The Role of BRCA1 and BRCA2 in Anticancer Drug Therapy

Abstract

The genome is under constant assault from both endogenous and exogenous sources such as reactive oxygen species and ionizing radiation capable of inducing a wide array of mutagenic changes [1]. To maintain genomic integrity cells have evolved elegant mechanisms to recognize DNA damage, arrest the cell cycle, and activate specific repair pathways. One of the most cytotoxic lesions that a cell must contend with is a double-strand break (DSB) because even a single unrepaired DSB is capable of inducing cell death [2]. To repair a DSB, cells have at least four mechanisms at their disposal: homologous recombination (HR), single-strand annealing (SSA), nonhomologous end-joining (NHEJ), and microhomology-mediated end joining (MMEJ) (Fig. 1) [3]. HR relies on the sister chromatid as a template to fill in damaged or missing DNA, restoring the chromosome to its original condition. In cells with competent DNA repair mechanisms, HR is the preferred pathway of repair during the S and G2 phase of the cell cycle when the sister chromatid is available [4]. SSA, a variant of HR that is thought to play a minor role in the repair DSBs, utilizes homologous repeats surrounding a DSB to anneal the broken ends resulting in the deletion of the intervening sequence.
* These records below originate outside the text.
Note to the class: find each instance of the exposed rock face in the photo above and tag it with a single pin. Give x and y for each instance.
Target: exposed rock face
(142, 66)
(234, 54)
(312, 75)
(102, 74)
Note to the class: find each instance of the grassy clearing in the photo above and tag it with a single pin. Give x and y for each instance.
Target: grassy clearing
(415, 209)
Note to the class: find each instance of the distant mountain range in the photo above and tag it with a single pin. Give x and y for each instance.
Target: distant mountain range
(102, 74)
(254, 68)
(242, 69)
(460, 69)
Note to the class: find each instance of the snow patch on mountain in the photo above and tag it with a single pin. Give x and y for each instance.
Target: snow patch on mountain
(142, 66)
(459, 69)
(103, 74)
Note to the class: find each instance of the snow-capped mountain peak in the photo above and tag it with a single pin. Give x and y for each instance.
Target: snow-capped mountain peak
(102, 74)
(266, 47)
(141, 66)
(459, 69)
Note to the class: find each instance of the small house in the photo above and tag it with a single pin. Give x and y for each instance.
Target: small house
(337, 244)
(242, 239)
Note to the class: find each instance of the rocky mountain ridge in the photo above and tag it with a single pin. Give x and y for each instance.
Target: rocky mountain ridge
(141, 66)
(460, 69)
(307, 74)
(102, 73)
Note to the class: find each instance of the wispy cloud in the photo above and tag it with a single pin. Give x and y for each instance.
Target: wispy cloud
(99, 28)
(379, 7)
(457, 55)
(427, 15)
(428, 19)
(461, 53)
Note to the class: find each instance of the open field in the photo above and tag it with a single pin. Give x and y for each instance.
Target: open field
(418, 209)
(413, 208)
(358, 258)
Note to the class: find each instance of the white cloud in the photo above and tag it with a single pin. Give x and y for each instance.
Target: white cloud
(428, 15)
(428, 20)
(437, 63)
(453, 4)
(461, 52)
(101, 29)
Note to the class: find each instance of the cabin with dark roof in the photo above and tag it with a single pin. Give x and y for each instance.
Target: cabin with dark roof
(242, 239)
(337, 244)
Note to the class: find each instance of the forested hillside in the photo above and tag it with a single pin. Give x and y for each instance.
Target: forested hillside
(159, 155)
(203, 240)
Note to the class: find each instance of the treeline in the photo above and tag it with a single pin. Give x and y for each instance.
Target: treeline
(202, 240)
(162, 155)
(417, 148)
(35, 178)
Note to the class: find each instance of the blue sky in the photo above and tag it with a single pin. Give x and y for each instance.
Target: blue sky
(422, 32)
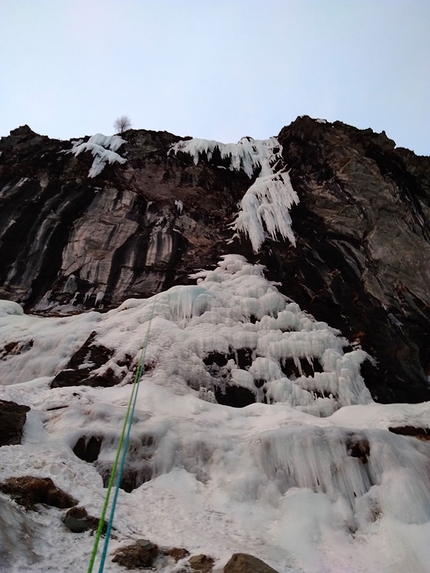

In contrast, NHEJ and MMEJ both operate throughout the cell cycle and directly ligate two ends of a DSB; however, MMEJ always introduces small deletions at broken ends to produce a region of microhomology to facilitate ligation [5]. The important point to note is that HR is considered an error-free pathway whereas SSA, NHEJ, and MMEJ are error-prone because they can create gross chromosomal aberrations if ligation occurs incorrectly—potentially leading to neoplastic transformation [1].